Christmas carols are out of control. There’s a radio station dedicated to playing nothing but Christmas music in every possible genre: Country Christmas, Reggae, Classical Christmas, Dyslexic Middle Earth Nomadic Goat Herder Christmas on Antique Native Instruments. But what exactly are we listening to? I thought I’d take a look.
“I Saw Mommy Kissing Santa Claus” is a song by a vulnerable child traumatized by witnessing the perceived infidelity of his mother as she goes full lip-lock on Santa Claus, an identified stranger. As the song goes on, the child promises to rat out his lying, cheating mother to his dad. I’m not sure what the expected outcomes are from that nor do I want to venture a guess.

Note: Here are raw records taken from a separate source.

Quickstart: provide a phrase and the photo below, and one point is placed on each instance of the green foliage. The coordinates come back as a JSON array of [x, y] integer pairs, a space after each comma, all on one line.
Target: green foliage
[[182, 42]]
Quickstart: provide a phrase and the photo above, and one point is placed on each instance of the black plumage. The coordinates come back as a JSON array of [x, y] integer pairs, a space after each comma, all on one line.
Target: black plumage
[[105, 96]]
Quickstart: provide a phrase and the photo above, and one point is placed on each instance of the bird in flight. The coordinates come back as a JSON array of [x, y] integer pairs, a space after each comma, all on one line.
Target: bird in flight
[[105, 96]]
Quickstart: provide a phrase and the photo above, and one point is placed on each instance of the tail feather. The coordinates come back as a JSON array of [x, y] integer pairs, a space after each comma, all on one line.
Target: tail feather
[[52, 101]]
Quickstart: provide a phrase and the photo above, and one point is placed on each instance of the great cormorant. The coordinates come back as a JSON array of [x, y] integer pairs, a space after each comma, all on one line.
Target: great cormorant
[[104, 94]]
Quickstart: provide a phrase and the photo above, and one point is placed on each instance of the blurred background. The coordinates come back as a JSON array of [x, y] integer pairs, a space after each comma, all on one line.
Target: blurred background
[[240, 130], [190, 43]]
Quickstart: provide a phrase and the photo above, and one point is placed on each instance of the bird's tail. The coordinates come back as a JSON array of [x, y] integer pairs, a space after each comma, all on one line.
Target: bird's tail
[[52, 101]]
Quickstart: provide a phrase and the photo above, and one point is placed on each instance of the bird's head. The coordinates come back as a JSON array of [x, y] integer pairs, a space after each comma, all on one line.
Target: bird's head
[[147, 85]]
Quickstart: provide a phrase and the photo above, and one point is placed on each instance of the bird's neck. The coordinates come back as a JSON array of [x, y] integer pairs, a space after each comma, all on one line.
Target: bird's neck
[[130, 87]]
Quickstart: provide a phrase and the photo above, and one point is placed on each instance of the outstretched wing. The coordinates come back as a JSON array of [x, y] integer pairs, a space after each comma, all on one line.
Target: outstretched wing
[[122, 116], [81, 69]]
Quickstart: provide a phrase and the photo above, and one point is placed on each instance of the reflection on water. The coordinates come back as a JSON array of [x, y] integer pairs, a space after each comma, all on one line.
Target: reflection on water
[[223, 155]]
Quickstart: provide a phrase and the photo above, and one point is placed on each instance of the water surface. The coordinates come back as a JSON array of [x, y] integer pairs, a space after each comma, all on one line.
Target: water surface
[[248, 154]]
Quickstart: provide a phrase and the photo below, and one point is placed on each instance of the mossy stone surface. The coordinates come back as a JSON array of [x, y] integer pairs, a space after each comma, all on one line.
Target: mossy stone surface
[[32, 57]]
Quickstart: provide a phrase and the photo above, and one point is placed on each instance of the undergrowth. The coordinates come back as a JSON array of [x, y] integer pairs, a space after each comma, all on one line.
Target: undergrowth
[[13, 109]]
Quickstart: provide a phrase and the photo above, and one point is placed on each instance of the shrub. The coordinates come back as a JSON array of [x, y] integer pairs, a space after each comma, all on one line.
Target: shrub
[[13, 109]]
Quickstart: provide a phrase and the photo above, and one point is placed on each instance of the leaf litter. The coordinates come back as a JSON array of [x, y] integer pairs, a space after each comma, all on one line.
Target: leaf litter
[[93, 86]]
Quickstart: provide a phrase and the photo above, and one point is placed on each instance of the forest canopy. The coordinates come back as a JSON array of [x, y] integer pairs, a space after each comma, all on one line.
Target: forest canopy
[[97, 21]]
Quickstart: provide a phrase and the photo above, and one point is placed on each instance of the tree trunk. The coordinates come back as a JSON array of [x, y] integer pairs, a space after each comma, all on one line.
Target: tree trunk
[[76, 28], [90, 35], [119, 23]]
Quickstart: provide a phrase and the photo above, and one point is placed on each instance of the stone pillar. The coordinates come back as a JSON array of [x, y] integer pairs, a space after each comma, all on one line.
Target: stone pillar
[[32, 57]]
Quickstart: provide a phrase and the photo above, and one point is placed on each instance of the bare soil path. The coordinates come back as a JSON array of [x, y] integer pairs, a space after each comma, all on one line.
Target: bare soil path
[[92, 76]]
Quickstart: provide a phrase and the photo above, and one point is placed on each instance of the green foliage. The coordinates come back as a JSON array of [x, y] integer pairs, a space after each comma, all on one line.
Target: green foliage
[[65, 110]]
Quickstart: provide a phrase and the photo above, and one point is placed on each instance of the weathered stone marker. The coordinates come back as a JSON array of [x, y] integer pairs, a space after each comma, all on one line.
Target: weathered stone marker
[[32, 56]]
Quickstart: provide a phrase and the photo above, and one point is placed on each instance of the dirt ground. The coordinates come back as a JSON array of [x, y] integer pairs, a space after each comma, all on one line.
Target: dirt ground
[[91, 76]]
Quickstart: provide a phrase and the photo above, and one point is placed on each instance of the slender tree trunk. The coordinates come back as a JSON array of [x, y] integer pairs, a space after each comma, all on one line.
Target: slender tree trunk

“Grandma Got Run Over By a Reindeer” is only on the radio so Jerry Springer has something to sing along with, too. I’m not sure the demise of the family matriarch is reason to slap down an upbeat tune, and the fact that the poor thing died as the result of a hit-and-run accident sounds more like a prosecutable crime than a toe-tapping carol.
“Santa Baby” is the Entitlement Movement’s theme song. How good do you exactly have to be to get a fur coat, platinum mine, cash, jewelry, and a 1954 Cadillac 62 Series Convertible in light blue? Personally, if I get the bonus pair of crew socks when you buy package of six it’s because I exceeded expected goodness levels for that year.
“Santa Claus is Coming to Town” threatens children to “watch out!” and “not pout!” because St. Nick sees you when you’re sleeping, when you’re awake, probably in the shower, forget using the bathroom with any privacy. That’s not Santa Claus, that’s Alexa. But they’re probably in cahoots. Either way, Santa Claus is overstepping some boundaries.
“The Little Drummer Boy” is just ridiculous because no mother, not even the mother of the Christ, is going to allow some strange boy to bang on a drum if she’s just gotten her baby to sleep. Are you kidding? The sheep are forbidden to so much as bleat or breath! Drum? Pffft. Right.
Finally, it’s “Auld Lang Syne “ not “Old Ang Sign.” Let’s face it, no one knows the words past “May old acquaintance be forgot.” And let’s hum the rest.
So on that note, “Have Yourself a Merry Little Christmas.”